With no chance of survival, the assault frigate's captain did the one thing left open to him – the one thing that no-one expected. He rolled his ship forward to face the six cryo-trays and reset his forward guns to straight alignment. Arban swore as he watched the large cannons line up and fire one last desperate volley before the ship was consumed with fire. There was no escape from the Kharakid, only death, and the frigate died spectacularly.
It had a hull breach along one side that seemed to suck in everything around it. The large engine array exploded immediately, shredding the rear third of the ship and causing a roiling blue wave of incandescent gas to push the ship forward, but by then it was only the spasmodic jerking of a dead body. A final torpedo from Blade Eleven cored through the frigate's bridge module, melting everything into long, twisted threads that trailed from the wreck like streamers, or congealed blood. The hollow hull sagged in on itself and hung there in space.
"Good job, guys," Arban congratulated over the comm. "We showed – "
"Attention, all fighters!
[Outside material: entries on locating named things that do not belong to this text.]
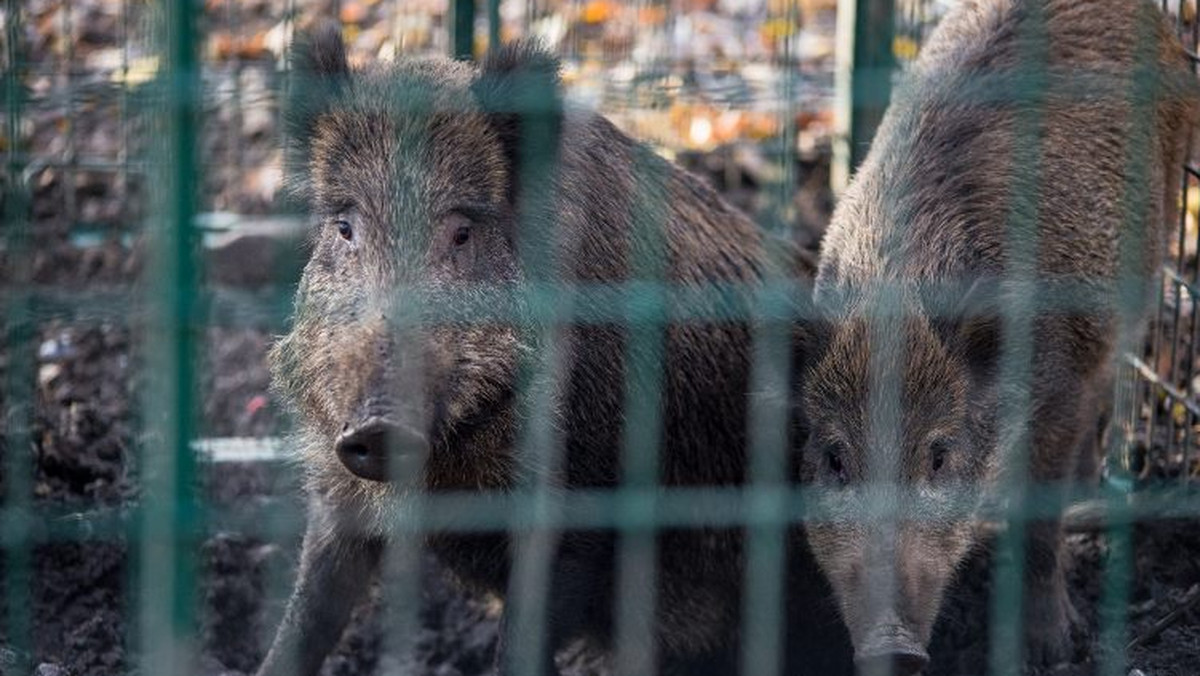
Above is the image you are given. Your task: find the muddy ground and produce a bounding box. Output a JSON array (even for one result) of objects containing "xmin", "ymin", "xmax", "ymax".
[{"xmin": 0, "ymin": 0, "xmax": 1200, "ymax": 676}]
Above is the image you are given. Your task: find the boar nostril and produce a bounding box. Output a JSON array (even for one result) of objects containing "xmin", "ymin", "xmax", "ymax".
[
  {"xmin": 854, "ymin": 627, "xmax": 929, "ymax": 676},
  {"xmin": 336, "ymin": 418, "xmax": 426, "ymax": 481}
]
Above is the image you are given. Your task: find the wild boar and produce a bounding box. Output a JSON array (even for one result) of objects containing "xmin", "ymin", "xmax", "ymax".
[
  {"xmin": 259, "ymin": 23, "xmax": 835, "ymax": 676},
  {"xmin": 798, "ymin": 0, "xmax": 1198, "ymax": 675}
]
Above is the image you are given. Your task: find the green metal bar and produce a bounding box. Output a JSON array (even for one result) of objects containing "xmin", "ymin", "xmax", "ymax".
[
  {"xmin": 1099, "ymin": 9, "xmax": 1161, "ymax": 676},
  {"xmin": 830, "ymin": 0, "xmax": 896, "ymax": 192},
  {"xmin": 450, "ymin": 0, "xmax": 475, "ymax": 61},
  {"xmin": 487, "ymin": 0, "xmax": 503, "ymax": 49},
  {"xmin": 137, "ymin": 0, "xmax": 200, "ymax": 674},
  {"xmin": 0, "ymin": 0, "xmax": 35, "ymax": 672},
  {"xmin": 740, "ymin": 2, "xmax": 800, "ymax": 676},
  {"xmin": 614, "ymin": 148, "xmax": 671, "ymax": 676},
  {"xmin": 496, "ymin": 60, "xmax": 561, "ymax": 676}
]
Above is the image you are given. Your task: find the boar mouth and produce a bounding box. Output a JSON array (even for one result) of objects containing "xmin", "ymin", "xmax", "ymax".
[
  {"xmin": 854, "ymin": 624, "xmax": 929, "ymax": 676},
  {"xmin": 335, "ymin": 415, "xmax": 428, "ymax": 481}
]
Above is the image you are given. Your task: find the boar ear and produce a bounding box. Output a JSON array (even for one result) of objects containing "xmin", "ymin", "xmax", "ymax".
[
  {"xmin": 472, "ymin": 41, "xmax": 563, "ymax": 199},
  {"xmin": 283, "ymin": 20, "xmax": 350, "ymax": 191}
]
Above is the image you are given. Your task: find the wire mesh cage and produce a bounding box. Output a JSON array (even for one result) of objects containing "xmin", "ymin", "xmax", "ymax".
[{"xmin": 0, "ymin": 0, "xmax": 1200, "ymax": 676}]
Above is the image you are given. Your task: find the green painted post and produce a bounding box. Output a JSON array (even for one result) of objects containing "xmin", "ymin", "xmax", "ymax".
[
  {"xmin": 0, "ymin": 0, "xmax": 35, "ymax": 674},
  {"xmin": 137, "ymin": 0, "xmax": 202, "ymax": 674},
  {"xmin": 830, "ymin": 0, "xmax": 896, "ymax": 192},
  {"xmin": 487, "ymin": 0, "xmax": 500, "ymax": 49},
  {"xmin": 450, "ymin": 0, "xmax": 475, "ymax": 61}
]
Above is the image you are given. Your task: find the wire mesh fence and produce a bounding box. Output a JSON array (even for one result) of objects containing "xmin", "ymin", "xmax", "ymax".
[{"xmin": 0, "ymin": 0, "xmax": 1200, "ymax": 675}]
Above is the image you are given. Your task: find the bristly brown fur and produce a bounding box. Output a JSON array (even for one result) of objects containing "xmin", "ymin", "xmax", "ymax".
[
  {"xmin": 259, "ymin": 29, "xmax": 844, "ymax": 676},
  {"xmin": 802, "ymin": 0, "xmax": 1198, "ymax": 674}
]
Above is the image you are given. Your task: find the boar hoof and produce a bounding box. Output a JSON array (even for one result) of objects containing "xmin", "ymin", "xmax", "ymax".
[{"xmin": 1025, "ymin": 592, "xmax": 1082, "ymax": 666}]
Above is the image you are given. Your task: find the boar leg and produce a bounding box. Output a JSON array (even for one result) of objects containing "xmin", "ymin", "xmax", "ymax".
[
  {"xmin": 1025, "ymin": 359, "xmax": 1096, "ymax": 664},
  {"xmin": 258, "ymin": 508, "xmax": 382, "ymax": 676}
]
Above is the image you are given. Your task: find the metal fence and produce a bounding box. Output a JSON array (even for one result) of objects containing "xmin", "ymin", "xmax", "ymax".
[{"xmin": 0, "ymin": 0, "xmax": 1200, "ymax": 676}]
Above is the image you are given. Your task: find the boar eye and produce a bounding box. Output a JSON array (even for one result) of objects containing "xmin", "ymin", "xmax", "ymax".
[
  {"xmin": 454, "ymin": 226, "xmax": 470, "ymax": 246},
  {"xmin": 929, "ymin": 439, "xmax": 950, "ymax": 474},
  {"xmin": 824, "ymin": 445, "xmax": 846, "ymax": 484}
]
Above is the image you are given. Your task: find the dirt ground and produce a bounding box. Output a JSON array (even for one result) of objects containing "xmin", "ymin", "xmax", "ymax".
[{"xmin": 0, "ymin": 0, "xmax": 1200, "ymax": 676}]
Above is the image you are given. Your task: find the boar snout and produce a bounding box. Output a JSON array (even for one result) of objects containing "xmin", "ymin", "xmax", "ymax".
[
  {"xmin": 336, "ymin": 415, "xmax": 428, "ymax": 481},
  {"xmin": 854, "ymin": 621, "xmax": 929, "ymax": 676}
]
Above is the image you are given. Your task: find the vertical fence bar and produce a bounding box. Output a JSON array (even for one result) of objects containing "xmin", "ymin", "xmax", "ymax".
[
  {"xmin": 0, "ymin": 0, "xmax": 34, "ymax": 674},
  {"xmin": 1099, "ymin": 10, "xmax": 1176, "ymax": 676},
  {"xmin": 988, "ymin": 4, "xmax": 1049, "ymax": 676},
  {"xmin": 742, "ymin": 2, "xmax": 800, "ymax": 676},
  {"xmin": 501, "ymin": 60, "xmax": 569, "ymax": 676},
  {"xmin": 614, "ymin": 148, "xmax": 671, "ymax": 676},
  {"xmin": 450, "ymin": 0, "xmax": 475, "ymax": 61},
  {"xmin": 138, "ymin": 0, "xmax": 200, "ymax": 674},
  {"xmin": 830, "ymin": 0, "xmax": 895, "ymax": 193},
  {"xmin": 487, "ymin": 0, "xmax": 502, "ymax": 49}
]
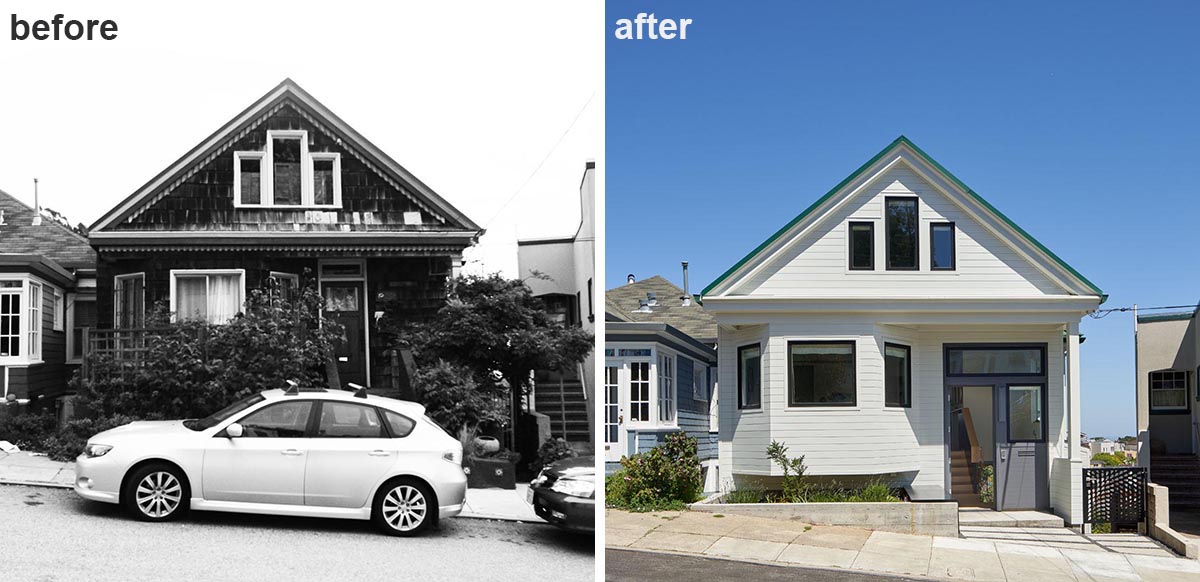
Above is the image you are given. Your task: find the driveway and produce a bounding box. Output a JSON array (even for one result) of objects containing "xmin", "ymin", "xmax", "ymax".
[{"xmin": 0, "ymin": 486, "xmax": 595, "ymax": 582}]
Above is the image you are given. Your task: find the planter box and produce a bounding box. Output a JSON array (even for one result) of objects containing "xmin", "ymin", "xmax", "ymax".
[
  {"xmin": 688, "ymin": 496, "xmax": 959, "ymax": 538},
  {"xmin": 463, "ymin": 458, "xmax": 517, "ymax": 490}
]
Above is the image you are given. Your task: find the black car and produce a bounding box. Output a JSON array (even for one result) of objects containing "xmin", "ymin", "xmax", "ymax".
[{"xmin": 526, "ymin": 456, "xmax": 596, "ymax": 532}]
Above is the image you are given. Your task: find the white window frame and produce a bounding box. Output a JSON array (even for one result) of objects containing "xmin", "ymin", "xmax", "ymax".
[
  {"xmin": 170, "ymin": 269, "xmax": 246, "ymax": 324},
  {"xmin": 113, "ymin": 271, "xmax": 146, "ymax": 329},
  {"xmin": 233, "ymin": 130, "xmax": 342, "ymax": 209},
  {"xmin": 66, "ymin": 293, "xmax": 96, "ymax": 364}
]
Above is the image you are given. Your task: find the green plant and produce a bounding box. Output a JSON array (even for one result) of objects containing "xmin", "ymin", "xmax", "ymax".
[
  {"xmin": 536, "ymin": 438, "xmax": 578, "ymax": 467},
  {"xmin": 767, "ymin": 440, "xmax": 809, "ymax": 503},
  {"xmin": 605, "ymin": 432, "xmax": 701, "ymax": 511}
]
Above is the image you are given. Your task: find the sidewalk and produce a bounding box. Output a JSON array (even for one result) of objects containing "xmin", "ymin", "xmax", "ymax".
[
  {"xmin": 605, "ymin": 510, "xmax": 1200, "ymax": 582},
  {"xmin": 0, "ymin": 451, "xmax": 545, "ymax": 523}
]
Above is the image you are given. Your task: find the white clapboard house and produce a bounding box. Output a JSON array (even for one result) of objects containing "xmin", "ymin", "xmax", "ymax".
[{"xmin": 703, "ymin": 137, "xmax": 1105, "ymax": 523}]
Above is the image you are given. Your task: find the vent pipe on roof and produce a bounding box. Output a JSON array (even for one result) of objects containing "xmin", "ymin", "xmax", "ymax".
[
  {"xmin": 34, "ymin": 178, "xmax": 42, "ymax": 227},
  {"xmin": 679, "ymin": 260, "xmax": 691, "ymax": 307}
]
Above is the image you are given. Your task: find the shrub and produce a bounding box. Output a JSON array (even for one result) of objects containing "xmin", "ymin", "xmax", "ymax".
[
  {"xmin": 767, "ymin": 440, "xmax": 809, "ymax": 503},
  {"xmin": 605, "ymin": 432, "xmax": 701, "ymax": 511},
  {"xmin": 534, "ymin": 438, "xmax": 578, "ymax": 468}
]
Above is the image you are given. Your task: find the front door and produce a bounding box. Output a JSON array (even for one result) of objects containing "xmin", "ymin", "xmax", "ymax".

Cryo-tray one is about to melt down!"
The final shot from the assault frigate had reached its intended target. The Porter and Another Day had carted off two of the cryo-trays already, but the damaged one was still vulnerable. Those last hits seemed to push it over the edge – forks of lightning played across the hull before it erupted in a volcano of light and heat. Fragments of hull and cryogenic suspension pods hurtled away, and one hundred thousand Kharakid joined their planetside comrades in the icy sea of death.
Arban felt his heart ignite as the two fighter squadrons turned on the final frigate. They repeated the same tactic, and their final frigate detonated in as fiery a fashion as its partner, but each move was ingrained with anger and pain that now seemed a defining characteristic of the Kharakid fleet. As the last missiles hit, someone shouted, "For Kharak! For vengeance!" over the comm, and Arban Ferriil found he could only agree.
Blade Squadron returned to the mothership in silence.